Friends might be too strong a word to describe what they had, but this suited the cat’s purposes quite well. For one day, while the young woman was out, the cat lay down on her pillow and calmly passed away, slightly defecating on his way.

When the young woman returned and discovered the cat, she set down her shopping (which contained a brand new litter box) in stoic silence. Borrowing a shovel from her neighbour, she dug a small grave from her short-term companion and lowered the cat’s body into the ground.

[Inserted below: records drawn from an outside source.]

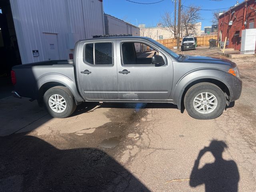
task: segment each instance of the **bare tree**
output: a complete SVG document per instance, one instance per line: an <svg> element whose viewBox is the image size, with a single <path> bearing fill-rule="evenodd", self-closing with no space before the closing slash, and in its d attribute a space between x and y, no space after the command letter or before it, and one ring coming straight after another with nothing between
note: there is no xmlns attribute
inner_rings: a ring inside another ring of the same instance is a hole
<svg viewBox="0 0 256 192"><path fill-rule="evenodd" d="M190 34L196 35L198 27L196 24L201 19L200 10L200 7L190 5L184 9L181 12L180 30L182 34L186 36ZM177 38L178 30L175 26L174 20L171 14L168 12L164 13L162 16L163 26L166 30L170 32Z"/></svg>
<svg viewBox="0 0 256 192"><path fill-rule="evenodd" d="M161 16L162 24L165 29L173 35L174 38L177 38L177 30L174 25L174 22L172 20L171 14L169 12L166 12Z"/></svg>
<svg viewBox="0 0 256 192"><path fill-rule="evenodd" d="M212 12L212 23L214 25L216 25L219 23L219 12Z"/></svg>
<svg viewBox="0 0 256 192"><path fill-rule="evenodd" d="M190 5L183 9L181 14L181 30L185 36L196 34L198 30L196 23L201 19L200 6Z"/></svg>

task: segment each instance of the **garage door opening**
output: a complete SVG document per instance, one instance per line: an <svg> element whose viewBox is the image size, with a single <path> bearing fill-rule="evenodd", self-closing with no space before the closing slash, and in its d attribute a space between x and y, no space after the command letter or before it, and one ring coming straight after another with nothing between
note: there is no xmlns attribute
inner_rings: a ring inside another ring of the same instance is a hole
<svg viewBox="0 0 256 192"><path fill-rule="evenodd" d="M12 88L12 67L22 64L9 0L0 0L0 59L1 98L8 96Z"/></svg>

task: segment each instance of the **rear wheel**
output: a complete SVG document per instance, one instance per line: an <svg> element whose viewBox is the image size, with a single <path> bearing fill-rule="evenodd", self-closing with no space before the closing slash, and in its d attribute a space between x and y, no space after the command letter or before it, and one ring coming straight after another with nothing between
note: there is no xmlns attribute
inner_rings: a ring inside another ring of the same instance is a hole
<svg viewBox="0 0 256 192"><path fill-rule="evenodd" d="M56 86L46 91L44 95L44 105L53 117L64 118L72 114L76 108L74 96L66 87Z"/></svg>
<svg viewBox="0 0 256 192"><path fill-rule="evenodd" d="M220 116L226 104L222 90L210 83L200 83L188 90L184 99L185 107L192 117L211 119Z"/></svg>

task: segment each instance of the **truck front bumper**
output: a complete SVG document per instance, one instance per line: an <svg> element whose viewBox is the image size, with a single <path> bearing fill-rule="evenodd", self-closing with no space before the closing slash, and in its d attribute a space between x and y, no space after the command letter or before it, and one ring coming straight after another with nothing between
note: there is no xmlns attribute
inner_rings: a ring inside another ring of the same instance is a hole
<svg viewBox="0 0 256 192"><path fill-rule="evenodd" d="M19 94L16 92L15 91L12 91L12 96L16 97L16 98L19 98L19 99L20 99L21 98L21 97L20 96Z"/></svg>
<svg viewBox="0 0 256 192"><path fill-rule="evenodd" d="M195 45L184 45L183 46L183 49L194 49L196 47L196 46Z"/></svg>

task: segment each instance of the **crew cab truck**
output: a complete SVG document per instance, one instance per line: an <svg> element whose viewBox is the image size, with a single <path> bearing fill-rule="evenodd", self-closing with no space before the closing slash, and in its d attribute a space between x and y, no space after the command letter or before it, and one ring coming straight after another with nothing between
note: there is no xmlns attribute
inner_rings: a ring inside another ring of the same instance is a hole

After covering it with dirt and patting down the soil, the young woman took shower and decided to use the litter box to store singular sock until she found their match.



Dear Nathan,


On the first day I arrived here I immediately went to the beach for a swim. It was lovely and the water is clear, but I stepped on a sea urchin! When I lifted my foot off its small body, I realized I had broken and bent many of its spines.

I swam awkwardly back to the beach and hopped to my towel. Oh Nathan, I must have looked a state. There were a few spines still stuck in my foot. I had unintentionally stolen them.

I couldn’t help but feel sorry for I had done to the sea urchin. When I got home, I did some research online, though, and as it turns out, they are designed to have their spine broken and ripped out, they can regrow them infinitely.

So, I guess I will keep my souvenirs. They will make lovely earrings.